El adelanto electoral ha arruinado, en mayor o menor medida, la presidencia española de turno del Consejo Europeo.
Sin duda, una oportunidad para significarse en el conjunto del Viejo Continente, en el que las potencias de referencia más el aparato bruselense tienden a asumir todo el protagonismo. Desde los complejos años de la Transición hasta los atentados de 2004 España había ido asumiendo, de manera progresiva, un mayor protagonismo internacional. Si en un principio se trataba de «colocar a España en el lugar que le corresponde», tras décadas de limitado aislamiento, con el tiempo, y tras la incorporación a las Comunidades Europeas y a la Alianza Atlántica, el objetivo pasó ya a ser el de «jugar en primera división». España era un actor real en política europea, en el Magreb y en Iberoamérica, con el telón de fondo de unas relaciones con Estados Unidos basadas en la confianza, gracias a la evolución hacia la moderación de los gobiernos de Felipe González y al compromiso claro con la defensa de la democracia y de los mercados abiertos de los presididos por José María Aznar. Todo ese activo quedó atrás con el giro impuesto por Rodríguez Zapatero.
España se subordinó voluntariamente al eje franco-alemán. Dejó de ser un actor fiable para Estados Unidos y un faro para las repúblicas iberoamericanas, que asistieron con indisimulado asombro al cortejo español a grupos radicales de distinta condición. En el Magreb comenzaron los primeros movimientos en pro de romper el equilibrio entre Marruecos y Argelia en favor del primero. Se resquebrajaban los cimientos de nuestra acción exterior. Se imponía la ideología y el tacticismo sobre el criterio y la profesionalidad. En aquellos días se popularizó la expresión «España menguante», haciendo referencia a los efectos de un triste cambio de ciclo que nos llevaba irremisiblemente hacia la irrelevancia.

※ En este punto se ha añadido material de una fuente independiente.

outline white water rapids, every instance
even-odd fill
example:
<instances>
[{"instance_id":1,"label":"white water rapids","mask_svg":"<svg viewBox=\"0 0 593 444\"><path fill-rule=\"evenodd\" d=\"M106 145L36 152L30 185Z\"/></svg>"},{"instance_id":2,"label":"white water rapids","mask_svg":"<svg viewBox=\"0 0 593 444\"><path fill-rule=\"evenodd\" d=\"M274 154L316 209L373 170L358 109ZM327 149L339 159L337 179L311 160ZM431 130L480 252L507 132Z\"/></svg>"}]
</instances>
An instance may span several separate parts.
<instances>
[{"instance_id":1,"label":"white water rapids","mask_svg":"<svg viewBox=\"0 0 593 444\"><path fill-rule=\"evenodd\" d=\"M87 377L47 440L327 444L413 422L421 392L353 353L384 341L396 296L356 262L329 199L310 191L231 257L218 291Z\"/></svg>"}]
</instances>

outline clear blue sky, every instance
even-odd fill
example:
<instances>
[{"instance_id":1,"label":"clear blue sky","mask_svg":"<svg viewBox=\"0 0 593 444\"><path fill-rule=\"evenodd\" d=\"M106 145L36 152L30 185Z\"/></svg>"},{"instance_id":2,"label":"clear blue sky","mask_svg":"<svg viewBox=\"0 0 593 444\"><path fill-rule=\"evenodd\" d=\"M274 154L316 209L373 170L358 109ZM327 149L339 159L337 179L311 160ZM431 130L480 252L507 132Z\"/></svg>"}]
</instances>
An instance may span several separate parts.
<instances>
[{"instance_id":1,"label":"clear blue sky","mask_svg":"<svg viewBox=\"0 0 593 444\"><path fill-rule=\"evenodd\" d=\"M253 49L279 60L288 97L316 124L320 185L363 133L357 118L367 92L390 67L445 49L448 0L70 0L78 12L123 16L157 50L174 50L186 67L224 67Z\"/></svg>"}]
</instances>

Con la llegada de Rajoy se produjo una limitada rectificación. Seguía en pie la Alianza de las Civilizaciones, pero se dejaron atrás ocurrencias y desmanes. El esfuerzo se concentró en Europa, cuando la crisis nos abocaba a la quiebra como consecuencia de la insensata política económica seguida por el Gobierno precedente. No se prestó la debida atención a las relaciones con Estados Unidos e Iberoamérica y, sobre todo, no se aprovechó la situación para animar un debate nacional sobre cuál debía ser el papel de España en el mundo.

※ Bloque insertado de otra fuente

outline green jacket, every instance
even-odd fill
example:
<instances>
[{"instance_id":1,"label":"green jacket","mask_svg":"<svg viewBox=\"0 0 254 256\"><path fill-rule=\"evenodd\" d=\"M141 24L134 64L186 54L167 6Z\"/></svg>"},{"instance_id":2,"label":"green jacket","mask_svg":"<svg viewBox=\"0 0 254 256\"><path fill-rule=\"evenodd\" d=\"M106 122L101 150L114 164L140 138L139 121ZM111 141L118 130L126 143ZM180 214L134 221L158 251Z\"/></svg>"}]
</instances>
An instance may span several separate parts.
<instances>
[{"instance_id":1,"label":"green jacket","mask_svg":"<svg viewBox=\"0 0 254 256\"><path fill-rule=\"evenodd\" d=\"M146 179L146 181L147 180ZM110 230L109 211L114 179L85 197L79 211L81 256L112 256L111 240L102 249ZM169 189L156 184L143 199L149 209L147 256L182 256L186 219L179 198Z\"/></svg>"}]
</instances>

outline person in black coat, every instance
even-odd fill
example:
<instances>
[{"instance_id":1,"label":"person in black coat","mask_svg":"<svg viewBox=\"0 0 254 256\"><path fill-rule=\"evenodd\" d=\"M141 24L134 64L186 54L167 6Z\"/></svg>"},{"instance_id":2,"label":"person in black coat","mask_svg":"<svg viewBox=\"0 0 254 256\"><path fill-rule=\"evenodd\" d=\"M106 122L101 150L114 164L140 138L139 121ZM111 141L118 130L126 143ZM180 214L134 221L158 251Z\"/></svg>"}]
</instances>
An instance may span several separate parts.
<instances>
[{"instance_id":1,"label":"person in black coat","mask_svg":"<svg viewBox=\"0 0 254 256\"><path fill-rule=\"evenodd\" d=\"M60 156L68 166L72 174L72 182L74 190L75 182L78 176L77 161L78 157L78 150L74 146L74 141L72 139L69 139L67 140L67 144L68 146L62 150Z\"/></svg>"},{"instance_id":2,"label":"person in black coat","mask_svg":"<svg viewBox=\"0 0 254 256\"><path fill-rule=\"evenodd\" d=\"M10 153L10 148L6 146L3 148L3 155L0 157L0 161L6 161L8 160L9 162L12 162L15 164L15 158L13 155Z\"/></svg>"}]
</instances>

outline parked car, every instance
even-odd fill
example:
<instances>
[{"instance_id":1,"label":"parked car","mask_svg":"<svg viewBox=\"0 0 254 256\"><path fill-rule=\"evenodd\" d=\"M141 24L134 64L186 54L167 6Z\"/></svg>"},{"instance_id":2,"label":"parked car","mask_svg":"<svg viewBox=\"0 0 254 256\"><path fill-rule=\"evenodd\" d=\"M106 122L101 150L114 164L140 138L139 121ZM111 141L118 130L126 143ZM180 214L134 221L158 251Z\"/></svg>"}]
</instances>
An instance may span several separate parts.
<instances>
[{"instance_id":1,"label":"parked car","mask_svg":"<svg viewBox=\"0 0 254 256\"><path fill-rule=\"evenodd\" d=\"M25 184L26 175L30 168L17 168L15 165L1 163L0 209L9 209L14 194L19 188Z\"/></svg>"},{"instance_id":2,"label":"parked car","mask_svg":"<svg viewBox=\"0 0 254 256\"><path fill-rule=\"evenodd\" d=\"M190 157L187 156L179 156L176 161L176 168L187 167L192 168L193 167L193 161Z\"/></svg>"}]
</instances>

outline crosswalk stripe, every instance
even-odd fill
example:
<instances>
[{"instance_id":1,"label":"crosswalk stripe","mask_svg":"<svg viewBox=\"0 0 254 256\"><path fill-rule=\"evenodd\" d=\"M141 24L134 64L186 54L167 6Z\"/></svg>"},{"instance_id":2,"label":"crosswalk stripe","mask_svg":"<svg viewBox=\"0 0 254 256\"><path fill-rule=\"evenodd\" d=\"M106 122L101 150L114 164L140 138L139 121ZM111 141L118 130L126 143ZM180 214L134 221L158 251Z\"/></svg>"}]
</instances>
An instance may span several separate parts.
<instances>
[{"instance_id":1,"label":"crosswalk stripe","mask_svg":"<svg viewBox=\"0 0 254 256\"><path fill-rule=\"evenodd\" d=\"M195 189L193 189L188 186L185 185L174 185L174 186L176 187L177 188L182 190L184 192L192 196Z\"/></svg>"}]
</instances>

Un partido de funcionarios, como históricamente ha venido siendo el Partido Popular, se encuentra incómodo en el terreno de las ideas. El marketing no es lo suyo. Piensa que la ciudadanía va a reconocer el trabajo profesional bien ejecutado. El problema es que, de la misma manera que no es verdad que «el buen paño en el arca se vende», tampoco es cierto que la buena diplomacia sin explicación se asuma. El Partido Popular ha aceptado que su papel es el de poner «la casa en orden» tras un par de legislaturas socialistas, que a la sociedad española le gusta la letra del «relato progre», cuya falsedad condena una y otra vez a la quiebra como si del Guadiana se tratara. Esta vocación de «pagafantas» no es inteligente ni sensata. No es buena para el partido ni, mucho menos, para España.

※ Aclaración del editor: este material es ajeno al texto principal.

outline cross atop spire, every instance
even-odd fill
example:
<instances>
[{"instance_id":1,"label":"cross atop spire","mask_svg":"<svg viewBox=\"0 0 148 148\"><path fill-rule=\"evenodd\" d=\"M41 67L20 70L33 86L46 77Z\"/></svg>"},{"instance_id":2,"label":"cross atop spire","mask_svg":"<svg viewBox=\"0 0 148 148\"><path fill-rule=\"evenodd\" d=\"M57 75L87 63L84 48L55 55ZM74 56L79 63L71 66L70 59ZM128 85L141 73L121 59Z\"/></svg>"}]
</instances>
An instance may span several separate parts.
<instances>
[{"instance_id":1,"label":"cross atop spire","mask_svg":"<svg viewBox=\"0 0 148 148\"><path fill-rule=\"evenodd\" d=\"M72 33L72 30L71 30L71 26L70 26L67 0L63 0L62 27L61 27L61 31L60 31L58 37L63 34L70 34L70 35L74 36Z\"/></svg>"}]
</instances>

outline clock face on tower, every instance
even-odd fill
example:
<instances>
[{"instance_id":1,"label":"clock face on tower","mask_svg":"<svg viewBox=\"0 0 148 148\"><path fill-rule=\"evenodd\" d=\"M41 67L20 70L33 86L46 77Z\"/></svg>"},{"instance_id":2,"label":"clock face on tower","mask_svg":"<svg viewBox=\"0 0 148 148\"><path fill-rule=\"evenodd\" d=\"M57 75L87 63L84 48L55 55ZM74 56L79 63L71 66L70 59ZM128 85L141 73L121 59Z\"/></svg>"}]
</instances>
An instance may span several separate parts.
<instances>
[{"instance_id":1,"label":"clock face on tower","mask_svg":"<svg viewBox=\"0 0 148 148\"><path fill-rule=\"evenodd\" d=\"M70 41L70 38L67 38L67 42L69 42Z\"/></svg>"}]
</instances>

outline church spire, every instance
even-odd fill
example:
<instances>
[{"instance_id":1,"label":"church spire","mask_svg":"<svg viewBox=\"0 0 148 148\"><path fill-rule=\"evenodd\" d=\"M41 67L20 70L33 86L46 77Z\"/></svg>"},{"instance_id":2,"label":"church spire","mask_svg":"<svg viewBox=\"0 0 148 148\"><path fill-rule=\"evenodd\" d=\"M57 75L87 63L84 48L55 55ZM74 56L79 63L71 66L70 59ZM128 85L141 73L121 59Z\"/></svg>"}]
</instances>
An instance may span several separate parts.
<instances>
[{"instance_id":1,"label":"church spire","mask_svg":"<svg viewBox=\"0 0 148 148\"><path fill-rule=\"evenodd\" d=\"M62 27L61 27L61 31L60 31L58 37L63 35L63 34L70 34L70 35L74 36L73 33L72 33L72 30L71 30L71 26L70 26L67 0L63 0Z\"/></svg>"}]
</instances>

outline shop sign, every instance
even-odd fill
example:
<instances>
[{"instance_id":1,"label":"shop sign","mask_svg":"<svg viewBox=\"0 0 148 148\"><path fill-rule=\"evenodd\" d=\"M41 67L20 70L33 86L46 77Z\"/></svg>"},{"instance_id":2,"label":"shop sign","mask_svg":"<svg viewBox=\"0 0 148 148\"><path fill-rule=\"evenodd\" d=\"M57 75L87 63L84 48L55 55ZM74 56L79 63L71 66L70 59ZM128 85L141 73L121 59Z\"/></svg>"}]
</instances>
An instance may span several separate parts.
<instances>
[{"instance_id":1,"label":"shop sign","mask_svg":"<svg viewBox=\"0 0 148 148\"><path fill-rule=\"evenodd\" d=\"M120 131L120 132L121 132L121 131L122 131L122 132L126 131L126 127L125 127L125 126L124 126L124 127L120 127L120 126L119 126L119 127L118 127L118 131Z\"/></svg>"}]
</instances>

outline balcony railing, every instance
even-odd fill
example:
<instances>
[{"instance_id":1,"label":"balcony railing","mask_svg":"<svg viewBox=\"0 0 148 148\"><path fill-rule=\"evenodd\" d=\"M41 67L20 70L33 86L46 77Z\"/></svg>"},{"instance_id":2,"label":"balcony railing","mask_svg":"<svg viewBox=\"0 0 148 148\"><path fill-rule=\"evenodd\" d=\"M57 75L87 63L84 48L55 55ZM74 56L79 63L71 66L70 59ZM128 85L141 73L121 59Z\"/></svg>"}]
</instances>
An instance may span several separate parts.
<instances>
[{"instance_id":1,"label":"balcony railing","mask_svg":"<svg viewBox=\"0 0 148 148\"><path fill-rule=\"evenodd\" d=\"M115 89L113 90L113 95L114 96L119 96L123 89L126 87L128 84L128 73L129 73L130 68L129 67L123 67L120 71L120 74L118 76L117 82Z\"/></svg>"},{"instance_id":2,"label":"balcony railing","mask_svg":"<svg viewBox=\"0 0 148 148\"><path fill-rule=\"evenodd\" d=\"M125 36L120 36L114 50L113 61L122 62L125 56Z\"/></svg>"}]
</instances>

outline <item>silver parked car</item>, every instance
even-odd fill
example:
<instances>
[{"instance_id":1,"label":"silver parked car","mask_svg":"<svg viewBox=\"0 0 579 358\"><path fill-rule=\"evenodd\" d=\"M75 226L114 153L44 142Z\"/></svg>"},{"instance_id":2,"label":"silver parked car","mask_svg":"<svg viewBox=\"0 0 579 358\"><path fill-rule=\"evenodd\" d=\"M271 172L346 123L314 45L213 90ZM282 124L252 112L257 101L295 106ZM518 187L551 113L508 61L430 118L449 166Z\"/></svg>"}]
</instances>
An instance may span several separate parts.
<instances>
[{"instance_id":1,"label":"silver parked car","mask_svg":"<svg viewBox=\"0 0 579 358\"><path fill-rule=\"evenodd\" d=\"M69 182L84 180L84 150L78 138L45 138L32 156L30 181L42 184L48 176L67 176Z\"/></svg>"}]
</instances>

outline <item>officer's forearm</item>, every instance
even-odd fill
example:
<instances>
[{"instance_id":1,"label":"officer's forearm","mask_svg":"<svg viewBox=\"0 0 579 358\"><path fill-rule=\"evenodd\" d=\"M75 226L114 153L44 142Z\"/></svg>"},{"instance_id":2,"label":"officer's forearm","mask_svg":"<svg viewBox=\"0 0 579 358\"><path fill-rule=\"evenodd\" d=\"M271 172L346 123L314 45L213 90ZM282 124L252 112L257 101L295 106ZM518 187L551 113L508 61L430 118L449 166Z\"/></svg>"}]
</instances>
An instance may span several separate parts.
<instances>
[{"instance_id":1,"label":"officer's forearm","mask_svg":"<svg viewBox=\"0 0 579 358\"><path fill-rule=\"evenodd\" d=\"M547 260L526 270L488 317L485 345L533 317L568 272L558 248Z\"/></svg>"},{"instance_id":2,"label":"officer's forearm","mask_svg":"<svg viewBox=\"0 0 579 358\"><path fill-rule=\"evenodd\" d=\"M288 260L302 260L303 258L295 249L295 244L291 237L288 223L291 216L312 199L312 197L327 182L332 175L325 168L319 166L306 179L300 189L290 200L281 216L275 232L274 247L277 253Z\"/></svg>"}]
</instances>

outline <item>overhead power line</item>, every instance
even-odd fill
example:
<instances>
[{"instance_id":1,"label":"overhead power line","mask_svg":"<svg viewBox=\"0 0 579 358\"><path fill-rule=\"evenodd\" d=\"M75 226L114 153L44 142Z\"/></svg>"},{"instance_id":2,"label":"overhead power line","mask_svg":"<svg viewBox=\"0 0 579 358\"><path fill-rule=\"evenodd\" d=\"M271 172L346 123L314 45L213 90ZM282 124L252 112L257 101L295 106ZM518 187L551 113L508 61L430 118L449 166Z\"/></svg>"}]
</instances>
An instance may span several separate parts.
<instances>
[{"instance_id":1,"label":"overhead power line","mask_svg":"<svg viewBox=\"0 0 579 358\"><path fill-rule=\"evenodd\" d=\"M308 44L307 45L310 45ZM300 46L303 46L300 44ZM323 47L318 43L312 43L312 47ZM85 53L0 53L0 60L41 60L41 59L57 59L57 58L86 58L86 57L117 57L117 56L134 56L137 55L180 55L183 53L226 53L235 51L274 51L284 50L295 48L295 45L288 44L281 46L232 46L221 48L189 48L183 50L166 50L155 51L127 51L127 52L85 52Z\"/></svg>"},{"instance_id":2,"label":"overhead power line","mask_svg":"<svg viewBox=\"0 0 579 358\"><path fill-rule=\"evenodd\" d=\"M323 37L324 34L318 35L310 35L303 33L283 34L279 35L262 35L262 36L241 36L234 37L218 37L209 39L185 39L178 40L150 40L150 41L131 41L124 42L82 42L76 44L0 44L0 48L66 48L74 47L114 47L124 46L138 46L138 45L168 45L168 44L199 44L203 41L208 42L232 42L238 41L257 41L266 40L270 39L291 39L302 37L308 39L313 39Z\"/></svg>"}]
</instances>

En un entorno globalizado como el que nos ha tocado vivir, todo lo relevante pasa por la diplomacia. Las decisiones realmente importantes para España se toman en Bruselas y en las cumbres del G7 y G20, que gracias a la irresponsable gestión de Rodríguez Zapatero no cuentan con la participación de España. Sólo si logramos establecer un consenso suficiente sobre cuáles son los intereses nacionales, y cuáles los objetivos a conseguir, nuestra diplomacia podrá trabajar de manera eficiente. Ese consenso o es social o no será. En las democracias de nuestro tiempo la diplomacia ya no es un espacio secuestrado por minorías altamente cualificadas, ni siquiera una política de estado acordada en sede parlamentaria. El liderazgo es fundamental, pero ya no es suficiente.
O el Partido Popular, una vez recuperado el Gobierno de la nación, es capaz de reconstruir, que no de rectificar, la acción exterior española tras un serio debate social, o se verá forzado, cual ejemplar «pagafantas», a volver a «poner la casa en orden» tras los pasos de la izquierda por el Ejecutivo. De ser así estaríamos condenados a la irrelevancia y la imprevisibilidad. Nadie podrá restar mérito a Rodríguez Zapatero por haber trasformado una España dinámica y presente en la escena internacional–gracias a centristas, socialistas y populares– en la «España menguada» de nuestros días. Pero la responsabilidad de su pervivencia ha sido, es y será de los que le sucedan al frente del Gobierno. No se trata de ensoñaciones de grandeza sino, simplemente, de la defensa cotidiana de los intereses nacionales.